Seminar Speaker: Dr. K. Leslie Gilliard-AbdulAziz, University of California

Biography: Dr. Kandis Leslie Gilliard-AbdulAziz is the Pasqual and Adelina Early Career Chair in Civil and Environmental Engineering. She joined the USC faculty in January 2024. Before joining the Viterbi School of Engineering, Dr. Gilliard-AbdulAziz was an Assistant Professor of Chemical and Environmental Engineering at the University of California, Riverside, where she directed the Sustainable Lab at the University of California, Riverside, between 2018 – 2023. She earned her Ph.D. in Chemistry from the University of Illinois at Urbana-Champaign in 2017 and was a Provost postdoctoral fellow at the University of Pennsylvania from 2017-2018. She worked previously as a Forensic scientist for the Philadelphia police department and as a Refinery chemist at Sunoco Chemicals in Philadelphia. She currently directs the Sustainable Lab, which primarily focuses on developing novel materials for sustainable catalytic processes for low-carbon chemical production. Her primary research focus is novel materials development for CO2 sequestration and utilization using an interdisciplinary toolset from bioengineering, chemistry, material science, chemical, and environmental engineering. Dr. Gilliard-AbdulAziz is the recipient of several awards and recognitions, including the Material Science of Extreme Environments Young Investigator Award (2022), the National Science Foundation Career Award (2022), the Department of Energy Early Career Award (2023), and the Sloan Research Fellowship (2024).

Title: “How to make Carbon Capture Smarter: A Deep Dive into Materials Chemistry for Integrated Carbon Capture and Utilization”

Abstract: The conventional carbon capture and utilization (CCU) process involves separating CO2 from waste streams, transporting it through a pipeline, and then converting it into fuels and chemical commodities. On the other hand, Integrated Carbon Capture and Utilization (ICCU) or thermocatalytic reactive capture offers a more efficient approach with lower energy requirements. This method directly transforms captured CO2 into methanol, synthesis gas, and carbon monoxide.
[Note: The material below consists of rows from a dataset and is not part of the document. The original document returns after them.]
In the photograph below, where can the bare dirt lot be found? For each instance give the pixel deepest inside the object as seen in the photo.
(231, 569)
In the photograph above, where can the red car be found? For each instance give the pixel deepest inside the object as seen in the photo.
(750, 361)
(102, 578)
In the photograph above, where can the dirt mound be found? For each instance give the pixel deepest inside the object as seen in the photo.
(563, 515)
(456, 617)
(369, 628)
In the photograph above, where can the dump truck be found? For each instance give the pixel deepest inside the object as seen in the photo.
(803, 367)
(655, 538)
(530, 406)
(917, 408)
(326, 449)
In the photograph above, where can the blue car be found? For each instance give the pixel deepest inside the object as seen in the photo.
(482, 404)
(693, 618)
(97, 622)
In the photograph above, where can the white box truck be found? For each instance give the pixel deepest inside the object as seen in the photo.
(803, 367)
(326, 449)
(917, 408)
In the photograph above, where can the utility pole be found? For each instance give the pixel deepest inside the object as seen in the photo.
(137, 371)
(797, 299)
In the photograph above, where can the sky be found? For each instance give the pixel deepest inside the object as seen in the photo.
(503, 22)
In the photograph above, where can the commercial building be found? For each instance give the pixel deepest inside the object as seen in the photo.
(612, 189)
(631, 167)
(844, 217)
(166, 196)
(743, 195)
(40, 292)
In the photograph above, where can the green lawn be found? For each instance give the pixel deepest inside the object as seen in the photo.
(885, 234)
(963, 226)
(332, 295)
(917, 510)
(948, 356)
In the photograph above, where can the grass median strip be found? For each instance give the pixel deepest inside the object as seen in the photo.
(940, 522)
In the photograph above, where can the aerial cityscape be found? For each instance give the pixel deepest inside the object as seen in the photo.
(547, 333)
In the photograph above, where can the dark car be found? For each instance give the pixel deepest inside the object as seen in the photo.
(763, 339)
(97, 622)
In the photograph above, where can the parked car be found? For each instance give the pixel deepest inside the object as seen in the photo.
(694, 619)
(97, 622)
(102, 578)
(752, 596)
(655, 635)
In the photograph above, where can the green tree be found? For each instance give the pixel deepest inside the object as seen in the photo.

At the heart of an ICCU scheme are dual-functional materials comprised of a catalyst affixed to a solid sorbent, enabling the selective capture and conversion of CO2 within the same reactor. This seminar will delve into efforts to enhance these materials, beginning with the example of Zr-modified Ni/CaO DFMs, which exhibit improved CO2 capture and conversion capabilities. Additionally, there will be a discussion on multifunctional materials such as self-regenerative Ni-doped CaTiO3/CaO nanocomposites, explored for CO2 capture and subsequent dry reforming of methane (ICCDRM). These materials have demonstrated stable CO2 capture capacity and syngas productivity over multiple cycles, with reduced coke deposition due to small exsolved Ni nanoparticles and their strong interaction with the host material.